L’obligation qui vous est faite de notifier la perte, le vol, le détournement ou toute utilisation non autorisée de votre instrument de paiement.

Le présent article est consacré à cette obligation, dont le non-respect est souvent invoqué par les banques pour refuser toute intervention de leur part.

Dans quel cas devez-vous informer votre banque ?

La loi (en l’espèce le Code de droit économique) énonce que « lorsqu’il a connaissance de la perte, du vol, du détournement ou de toute utilisation non autorisée de son instrument de paiement, il en informe sans délai son prestataire de services de paiement ou l’entité indiquée par celui-ci » (art. VII.38, §1er, 1° CDE).

Le Code précise d’ailleurs plus généralement que vous n’obtiendrez de votre banque la correction d’une opération de paiement non autorisée que si vous l’en informez sans délai au moment où vous constatez « une telle opération donnant lieu à une réclamation » (art.
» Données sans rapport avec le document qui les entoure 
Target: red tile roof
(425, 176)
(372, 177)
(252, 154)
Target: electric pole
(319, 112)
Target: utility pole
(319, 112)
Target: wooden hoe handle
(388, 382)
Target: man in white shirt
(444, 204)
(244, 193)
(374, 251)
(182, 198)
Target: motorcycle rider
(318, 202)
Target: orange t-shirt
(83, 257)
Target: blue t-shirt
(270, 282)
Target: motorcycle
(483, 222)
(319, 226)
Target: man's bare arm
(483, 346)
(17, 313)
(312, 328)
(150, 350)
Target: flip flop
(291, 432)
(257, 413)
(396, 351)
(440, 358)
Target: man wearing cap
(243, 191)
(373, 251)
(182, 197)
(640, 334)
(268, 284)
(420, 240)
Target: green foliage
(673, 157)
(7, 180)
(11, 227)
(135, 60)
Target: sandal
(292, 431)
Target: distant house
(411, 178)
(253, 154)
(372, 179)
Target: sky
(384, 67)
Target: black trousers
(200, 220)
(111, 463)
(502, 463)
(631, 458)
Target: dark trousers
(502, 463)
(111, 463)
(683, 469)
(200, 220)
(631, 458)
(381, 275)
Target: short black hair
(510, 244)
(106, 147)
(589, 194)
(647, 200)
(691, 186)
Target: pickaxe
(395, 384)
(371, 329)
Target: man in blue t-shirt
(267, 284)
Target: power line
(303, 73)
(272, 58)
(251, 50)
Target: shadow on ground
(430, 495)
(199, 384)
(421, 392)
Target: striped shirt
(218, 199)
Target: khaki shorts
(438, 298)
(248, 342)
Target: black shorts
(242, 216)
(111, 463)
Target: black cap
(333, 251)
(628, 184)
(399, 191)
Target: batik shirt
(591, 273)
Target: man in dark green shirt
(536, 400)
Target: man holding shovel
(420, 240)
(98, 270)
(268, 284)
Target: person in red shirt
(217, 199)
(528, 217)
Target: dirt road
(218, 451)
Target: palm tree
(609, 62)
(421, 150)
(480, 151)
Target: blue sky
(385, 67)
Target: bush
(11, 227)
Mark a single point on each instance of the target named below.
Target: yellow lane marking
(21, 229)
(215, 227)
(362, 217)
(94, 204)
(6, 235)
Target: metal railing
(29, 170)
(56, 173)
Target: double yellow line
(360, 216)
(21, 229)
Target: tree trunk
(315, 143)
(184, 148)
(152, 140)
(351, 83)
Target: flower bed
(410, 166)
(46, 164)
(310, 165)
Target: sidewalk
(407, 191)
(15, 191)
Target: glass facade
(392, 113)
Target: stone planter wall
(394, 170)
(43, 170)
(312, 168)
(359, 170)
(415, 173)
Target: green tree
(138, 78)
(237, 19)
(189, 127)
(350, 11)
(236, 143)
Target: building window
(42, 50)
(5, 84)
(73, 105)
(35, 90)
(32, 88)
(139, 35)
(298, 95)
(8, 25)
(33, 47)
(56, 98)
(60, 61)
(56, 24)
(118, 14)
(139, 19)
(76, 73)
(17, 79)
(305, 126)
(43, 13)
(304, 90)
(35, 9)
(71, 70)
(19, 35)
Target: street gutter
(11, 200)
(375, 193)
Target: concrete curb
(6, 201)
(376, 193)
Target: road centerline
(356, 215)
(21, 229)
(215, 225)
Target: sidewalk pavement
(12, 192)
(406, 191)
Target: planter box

VII. 41, §1er, CDE).

Autrement dit, vous devez vous manifester dès que vous réalisez que vous avez perdu (ou qu’on vous a volé) votre instrument de paiement (le plus souvent une carte bancaire, ou un smartphone sur lequel est installé l’application mobile de paiement de votre banque) ou que vous réalisez (en relevant vos extraits bancaires par exemple) qu’une opération a été effectuée sans votre consentement.

Dans quel délai ?

« Sans délai », répond la loi (« onverwijld » dans sa version néerlandaise), ce qui pourrait laisser à penser que la notification devrait être immédiate.

Ce n’est pas pour rien que l’une des premières questions que vous posera votre interlocuteur sera de savoir quand vous avez réalisé la perte, le vol ou l’utilisation non autorisée de votre instrument de paiement.

Celui-ci entendra légitimement s’assurer que vous l’avez appelé « sans délai ».

Mais qu’est-ce que cela implique exactement ?

Le Code de droit économique ne fait que transposer une Directive européenne qui énonce que la notification doit être réalisée « sans tarder » (art. 69.1.b PSD 2).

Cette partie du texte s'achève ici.